I’ve had an observation on my mind in recent years. It may have emerged in the lockdown era of 2020, when looking inward at one’s home and daily life took the place of outward travel and exploration. Once the world reopened and slowly returned to a regular pace of travel, swapping homes, and booking holiday rentals, I noticed a recurring saying among friends and acquaintances: “That house is so amazing. I would love to stay there.” I know the feeling, but in practice, I’ve always skimped a little on lodging. I’ll happily get a drink at the hotel bar, admire the interiors, or attend an event there, but luxury stays have always felt like too fleeting an indulgence. And yet, I understand the allure.
This summer, rather than traveling around Italy as I have in years past, I’m staying decidedly local, and I’ve been looking around my own home and reconsidering the ways I might adopt some of the sensations of travel from within. It has led me back to the allure of the vacation house. What exactly are we longing for when we look at these spaces?

I suspect it isn’t the house or hotel itself, not entirely. People often speak about vacation rentals as though they’re buying access to a beautiful interior, but what they’re really buying into is a version of life. For a few brief days, time has no bounds: Meals run from one into the next, windows remain open, tables stay clear, and there are fewer possessions, fewer obligations, and fewer visual interruptions competing for our attention.

What interests me is the reframe from “I would love to stay there” to: “What are these spaces doing that my home isn’t”? My own tendency is often to return from a trip and attempt to recreate whatever I loved there. I came home from Mexico City with a giant mirrored orb from Casa Barragán. After Copenhagen, I went through a phase saturated in Liberty prints. Following a trip to Puglia, I ate almost exclusively off splatterware for years. Objects can be powerful carriers of memory, and there is something almost innate about trying to recreate a feeling through things. But increasingly I find myself less interested in what can be bought than in what can be adjusted: not a new home, but a new way of inhabiting the one already in front of me.

Beautiful vacation houses share a handful of qualities. They are edited from the start. Not sparse, necessarily, but selective. They prioritize experience over accumulation: a reading chair placed where the morning light falls, lightweight linen curtains in front of a breezy window, a large table that invites a lingering meal, a bench at the foot of the bed, a particularly special soap in the bathroom, a vase of flowers beside the sink. They also leave room for emptiness. Empty shelves. Empty corners. Mostly bare walls. They are rooms that leave room for living.

None of this is to suggest that we shouldn’t long for stays elsewhere. But maybe the lesson of the vacation rental is that many of its most appealing qualities are surprisingly attainable.
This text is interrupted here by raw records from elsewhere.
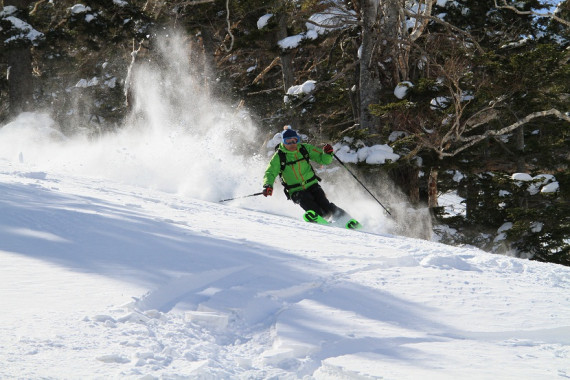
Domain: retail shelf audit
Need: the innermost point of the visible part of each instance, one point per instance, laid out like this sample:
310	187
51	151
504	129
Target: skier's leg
306	200
330	210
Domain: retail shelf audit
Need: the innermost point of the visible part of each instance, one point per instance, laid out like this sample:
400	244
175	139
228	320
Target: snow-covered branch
472	140
504	5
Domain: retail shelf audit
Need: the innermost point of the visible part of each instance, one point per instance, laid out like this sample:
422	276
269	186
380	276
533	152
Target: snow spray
179	139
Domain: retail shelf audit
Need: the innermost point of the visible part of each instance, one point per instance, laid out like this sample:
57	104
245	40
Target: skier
291	162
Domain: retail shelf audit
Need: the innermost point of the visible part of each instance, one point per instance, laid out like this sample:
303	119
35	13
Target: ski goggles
291	140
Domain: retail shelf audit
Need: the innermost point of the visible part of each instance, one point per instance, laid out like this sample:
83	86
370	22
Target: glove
267	190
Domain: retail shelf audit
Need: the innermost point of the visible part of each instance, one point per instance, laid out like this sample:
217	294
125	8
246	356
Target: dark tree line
488	88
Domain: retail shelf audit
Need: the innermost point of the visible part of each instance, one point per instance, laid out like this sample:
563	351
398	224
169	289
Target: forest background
470	94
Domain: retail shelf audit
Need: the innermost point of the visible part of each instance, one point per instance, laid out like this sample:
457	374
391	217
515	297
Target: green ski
353	224
312	217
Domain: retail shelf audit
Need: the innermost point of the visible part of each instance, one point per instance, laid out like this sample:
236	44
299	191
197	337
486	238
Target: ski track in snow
201	290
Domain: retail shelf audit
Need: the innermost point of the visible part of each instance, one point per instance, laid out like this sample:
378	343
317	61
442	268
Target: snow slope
117	261
100	279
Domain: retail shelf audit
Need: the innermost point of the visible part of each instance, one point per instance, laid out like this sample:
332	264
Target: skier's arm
318	155
272	170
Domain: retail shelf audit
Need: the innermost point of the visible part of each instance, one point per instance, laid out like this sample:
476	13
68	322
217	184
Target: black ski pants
314	198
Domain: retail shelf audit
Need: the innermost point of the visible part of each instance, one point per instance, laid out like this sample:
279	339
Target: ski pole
245	196
347	169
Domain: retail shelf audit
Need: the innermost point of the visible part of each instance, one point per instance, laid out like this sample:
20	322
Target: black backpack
283	163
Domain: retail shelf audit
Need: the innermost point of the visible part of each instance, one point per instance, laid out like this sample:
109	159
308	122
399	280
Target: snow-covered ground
118	261
100	279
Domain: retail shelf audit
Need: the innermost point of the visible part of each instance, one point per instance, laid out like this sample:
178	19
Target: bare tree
18	57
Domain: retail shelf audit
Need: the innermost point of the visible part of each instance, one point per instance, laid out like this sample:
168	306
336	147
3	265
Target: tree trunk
288	73
521	163
286	57
432	188
20	77
369	85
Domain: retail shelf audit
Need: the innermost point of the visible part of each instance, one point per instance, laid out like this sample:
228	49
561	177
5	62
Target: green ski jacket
298	173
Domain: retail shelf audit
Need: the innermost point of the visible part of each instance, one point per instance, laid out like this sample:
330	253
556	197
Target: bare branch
447	25
229	28
470	141
518	11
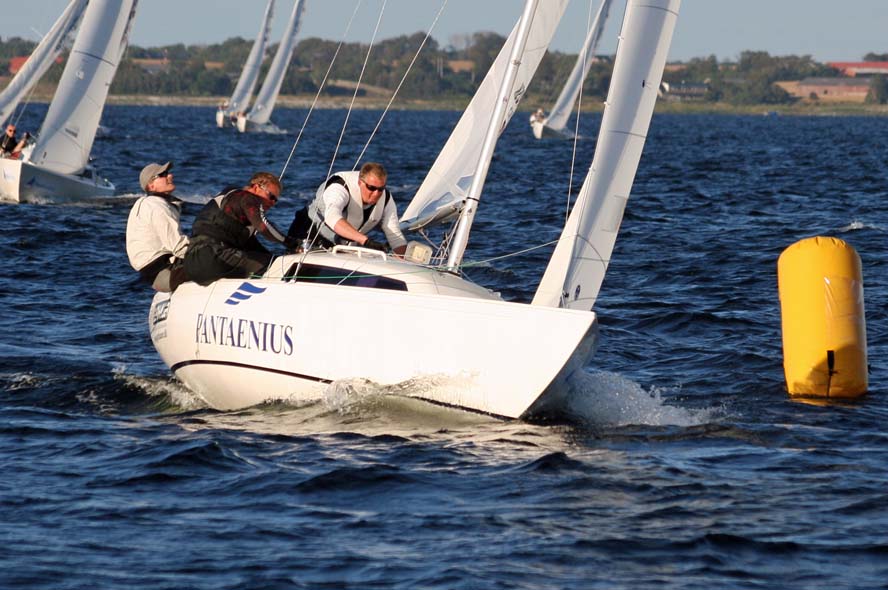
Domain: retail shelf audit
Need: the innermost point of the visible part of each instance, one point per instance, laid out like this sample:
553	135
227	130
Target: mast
40	59
565	103
260	113
576	270
246	84
467	216
69	129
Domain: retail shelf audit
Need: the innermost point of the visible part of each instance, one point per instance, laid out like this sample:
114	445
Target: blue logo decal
242	293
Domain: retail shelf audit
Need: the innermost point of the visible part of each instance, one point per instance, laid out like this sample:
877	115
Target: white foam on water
856	225
605	398
176	392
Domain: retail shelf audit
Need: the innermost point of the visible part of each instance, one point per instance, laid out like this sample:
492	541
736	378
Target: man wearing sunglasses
223	236
346	208
155	244
10	146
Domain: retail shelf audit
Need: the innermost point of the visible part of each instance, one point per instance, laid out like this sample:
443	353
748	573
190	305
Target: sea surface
684	463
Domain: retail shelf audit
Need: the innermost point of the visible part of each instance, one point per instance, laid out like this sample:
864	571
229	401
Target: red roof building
860	68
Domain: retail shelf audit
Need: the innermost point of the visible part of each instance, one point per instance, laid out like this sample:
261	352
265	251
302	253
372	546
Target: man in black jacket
223	237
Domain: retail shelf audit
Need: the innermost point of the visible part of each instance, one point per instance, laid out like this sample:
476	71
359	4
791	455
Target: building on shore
852	90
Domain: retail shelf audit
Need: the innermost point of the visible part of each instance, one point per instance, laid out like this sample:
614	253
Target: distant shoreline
458	104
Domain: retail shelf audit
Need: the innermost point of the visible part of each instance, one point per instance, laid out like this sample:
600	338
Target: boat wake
603	398
162	391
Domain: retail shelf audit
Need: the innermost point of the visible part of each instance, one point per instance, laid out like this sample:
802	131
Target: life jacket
359	218
212	222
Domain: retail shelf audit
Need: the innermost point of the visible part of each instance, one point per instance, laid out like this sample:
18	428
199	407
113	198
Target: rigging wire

Not the view, the town, or the architecture, but the conditions that allow us to inhabit our lives more fully.
It’s a reminder that the best vacation stays don’t simply offer escape. They remind us how little is actually required for a home to feel restorative.
– Anticipate yourself the way a hotelier would a guest. Make your bed with a tightly tucked top sheet. Place house slippers where feet meet the cold—beside the bed or on the bathroom tile. Set a glass and carafe of water on the bedside table. Roll fresh towels and leave them within easy reach.
– Clear off the surfaces of your home. Keys in a dish or tucked away, books on shelves rather than stacked in piles. A clear surface offers a surprising sense of relief.
– Consider stripping back what’s on the walls. Thoughtfully chosen artwork or a few family heirlooms? Certainly. Anything beyond may be competing for your attention more than you realize.
– Take your meals outdoors whenever possible—on a terrace, in a garden, on a deck, or even a small front porch. It’s something we instinctively do on holiday and surprisingly rarely at home.
– Bring flowers indoors. This sounds obvious, but it’s often overlooked. Consider them part of a full sensory experience. Have you ever placed a vase of lilacs beside the bed and woken to their fragrance? It’s hard to imagine a more romantic start to the day. While I’m all for supporting local florists and flower farmers (I’m a former florist myself), flowers needn’t be purchased. Spring weeds, flowering branches, and garden cuttings are often just as lovely.
– Observe the light in your home across the seasons. Does the morning sun fall in a particular spot in the kitchen each spring? Move the breakfast table a foot closer. Does the low autumn light warm a corner of the living room? Pull a reading chair into its path. Let your home respond to the shifting light throughout the year.
– Take a lesson from Kettle’s Yard, where Jim Ede arranged the house around the experience of living with art. Place artwork or small collections of objects somewhere they can be appreciated—at eye level from a favorite armchair or on a windowsill you pass daily. The point is not to own more beautiful things but to notice the ones you already have.